# IBM Data Science Capstone Project: Settling in Sydney, Australia

## 1. Introduction

In this final project I choose to analyse the city of Sydney, AUS. Sydney is the largest city in Asutralia with more than 5 millions inhabitants. The city is very large with different neigbourhoods. All neigbourhoods offers different atmosphere. You have to ones close to the beach, the others closer to the city center or the business district. 
This analysis should help you find the best place for you to settle in Sydney.
It will show you:
 - What are the best locations as per infrstructure
 - What type of venues are there around - school, restaurants, parks, gyms, coffee-shops

According to your personal preference, you will be able to choose the best suited location/neigbourhood for you.

## 2. Data

As we decided to focus our analysis on Sydney, we need to get the data for Sydney and its suburb. They can be found here [link](https://www.geonames.org/postal-codes/AU/NSW/new-south-wales.html). In  order to get the data we need to scrape the webpage. Where we need to be careful is to get the 2nd table of the webpage, as the first one refers to a search table. Once we get the relevant table, we need to clean it. Meaning droping the non-relevant columns, the columns with no values, renaming the columns and reseting the index. 

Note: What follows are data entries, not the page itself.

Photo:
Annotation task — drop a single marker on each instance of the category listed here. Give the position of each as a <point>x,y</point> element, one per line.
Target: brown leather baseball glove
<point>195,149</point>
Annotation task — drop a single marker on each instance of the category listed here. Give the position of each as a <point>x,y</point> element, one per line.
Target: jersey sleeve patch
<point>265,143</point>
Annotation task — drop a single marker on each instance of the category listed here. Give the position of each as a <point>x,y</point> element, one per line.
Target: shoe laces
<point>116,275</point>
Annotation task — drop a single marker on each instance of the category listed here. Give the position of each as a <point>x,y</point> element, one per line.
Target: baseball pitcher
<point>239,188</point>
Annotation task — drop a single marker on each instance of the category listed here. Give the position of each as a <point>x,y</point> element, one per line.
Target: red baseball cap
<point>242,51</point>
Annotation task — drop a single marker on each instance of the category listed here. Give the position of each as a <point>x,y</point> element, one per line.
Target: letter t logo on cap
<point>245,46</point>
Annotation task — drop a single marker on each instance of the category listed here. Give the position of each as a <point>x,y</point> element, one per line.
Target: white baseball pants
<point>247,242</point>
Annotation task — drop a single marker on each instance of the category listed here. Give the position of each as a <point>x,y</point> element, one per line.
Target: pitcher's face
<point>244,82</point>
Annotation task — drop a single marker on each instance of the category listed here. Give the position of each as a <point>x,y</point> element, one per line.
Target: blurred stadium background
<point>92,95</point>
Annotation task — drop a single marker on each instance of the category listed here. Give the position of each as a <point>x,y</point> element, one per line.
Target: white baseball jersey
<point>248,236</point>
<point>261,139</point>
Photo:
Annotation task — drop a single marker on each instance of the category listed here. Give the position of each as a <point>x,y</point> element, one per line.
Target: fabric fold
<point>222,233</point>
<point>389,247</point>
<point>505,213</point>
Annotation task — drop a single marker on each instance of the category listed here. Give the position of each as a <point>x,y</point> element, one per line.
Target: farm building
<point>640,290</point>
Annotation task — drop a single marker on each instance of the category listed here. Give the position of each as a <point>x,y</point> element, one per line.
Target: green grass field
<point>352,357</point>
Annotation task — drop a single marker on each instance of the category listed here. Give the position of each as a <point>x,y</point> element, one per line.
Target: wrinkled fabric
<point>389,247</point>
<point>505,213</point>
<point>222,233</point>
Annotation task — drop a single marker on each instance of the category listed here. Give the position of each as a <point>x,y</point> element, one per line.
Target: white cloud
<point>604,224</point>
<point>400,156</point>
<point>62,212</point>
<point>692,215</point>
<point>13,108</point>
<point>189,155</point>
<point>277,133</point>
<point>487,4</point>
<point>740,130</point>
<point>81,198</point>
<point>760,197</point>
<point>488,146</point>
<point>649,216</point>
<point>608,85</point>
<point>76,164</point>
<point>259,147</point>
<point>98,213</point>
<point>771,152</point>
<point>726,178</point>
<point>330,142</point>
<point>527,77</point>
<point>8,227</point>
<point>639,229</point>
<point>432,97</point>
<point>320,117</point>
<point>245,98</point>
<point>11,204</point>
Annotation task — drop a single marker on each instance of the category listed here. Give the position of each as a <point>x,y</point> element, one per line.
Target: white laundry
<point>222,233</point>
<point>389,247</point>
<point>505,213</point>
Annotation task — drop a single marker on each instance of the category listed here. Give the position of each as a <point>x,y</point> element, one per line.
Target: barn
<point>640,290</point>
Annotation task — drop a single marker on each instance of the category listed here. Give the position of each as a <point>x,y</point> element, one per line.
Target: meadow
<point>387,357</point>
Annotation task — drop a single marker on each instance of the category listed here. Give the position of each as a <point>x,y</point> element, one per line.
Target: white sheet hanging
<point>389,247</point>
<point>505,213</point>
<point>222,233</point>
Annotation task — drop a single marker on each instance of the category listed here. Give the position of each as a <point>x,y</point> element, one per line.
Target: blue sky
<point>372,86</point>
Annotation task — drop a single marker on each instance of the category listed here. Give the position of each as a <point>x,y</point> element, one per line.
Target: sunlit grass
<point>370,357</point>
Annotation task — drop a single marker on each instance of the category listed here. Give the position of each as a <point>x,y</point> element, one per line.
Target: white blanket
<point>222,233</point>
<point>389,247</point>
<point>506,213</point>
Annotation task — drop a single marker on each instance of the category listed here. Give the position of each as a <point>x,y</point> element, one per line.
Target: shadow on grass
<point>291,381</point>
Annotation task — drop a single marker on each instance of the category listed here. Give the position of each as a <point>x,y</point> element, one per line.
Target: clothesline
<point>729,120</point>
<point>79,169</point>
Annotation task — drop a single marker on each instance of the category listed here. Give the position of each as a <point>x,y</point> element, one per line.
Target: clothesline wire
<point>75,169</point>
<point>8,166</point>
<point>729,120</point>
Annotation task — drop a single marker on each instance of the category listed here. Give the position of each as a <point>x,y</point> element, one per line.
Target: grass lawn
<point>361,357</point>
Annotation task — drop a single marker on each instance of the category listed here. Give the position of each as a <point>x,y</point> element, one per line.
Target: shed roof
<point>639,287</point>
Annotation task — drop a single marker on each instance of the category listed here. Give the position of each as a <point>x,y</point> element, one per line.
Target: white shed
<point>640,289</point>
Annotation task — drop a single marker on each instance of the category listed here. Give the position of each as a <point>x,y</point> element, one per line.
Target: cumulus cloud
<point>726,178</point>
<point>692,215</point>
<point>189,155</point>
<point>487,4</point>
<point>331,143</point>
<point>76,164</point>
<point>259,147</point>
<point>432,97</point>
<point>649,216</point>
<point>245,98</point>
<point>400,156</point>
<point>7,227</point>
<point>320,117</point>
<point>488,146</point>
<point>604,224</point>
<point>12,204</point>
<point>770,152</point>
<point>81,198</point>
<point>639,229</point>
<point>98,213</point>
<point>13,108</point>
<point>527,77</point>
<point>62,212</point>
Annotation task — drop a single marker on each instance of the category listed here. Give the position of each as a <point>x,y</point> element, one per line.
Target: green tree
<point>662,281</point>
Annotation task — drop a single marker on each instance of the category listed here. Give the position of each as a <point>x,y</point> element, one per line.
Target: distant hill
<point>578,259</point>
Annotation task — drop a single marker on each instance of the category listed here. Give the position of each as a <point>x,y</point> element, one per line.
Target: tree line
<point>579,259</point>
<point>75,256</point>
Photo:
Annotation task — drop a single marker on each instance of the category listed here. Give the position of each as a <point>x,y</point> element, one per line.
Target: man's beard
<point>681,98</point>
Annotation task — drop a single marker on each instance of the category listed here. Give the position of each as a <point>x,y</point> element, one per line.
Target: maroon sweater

In a second part we will have to combine the lattitude and longitude data to the table. As you will be able to see, the table from the webpage is already containing the lattitude and longitude data. In an index section I will add the code I used to transform the table and only extract the lattitude and longitude from it. The final geographical data are stored in a .csv file and will be imported and combined to the main table. 

The final table will then contain every neighbourhoods in Sydney, display its respective borough, zip code as well as its latittude and longitude.

The below steps get use to the final outcome, which will contain all the data relevant to pursuie our analysis.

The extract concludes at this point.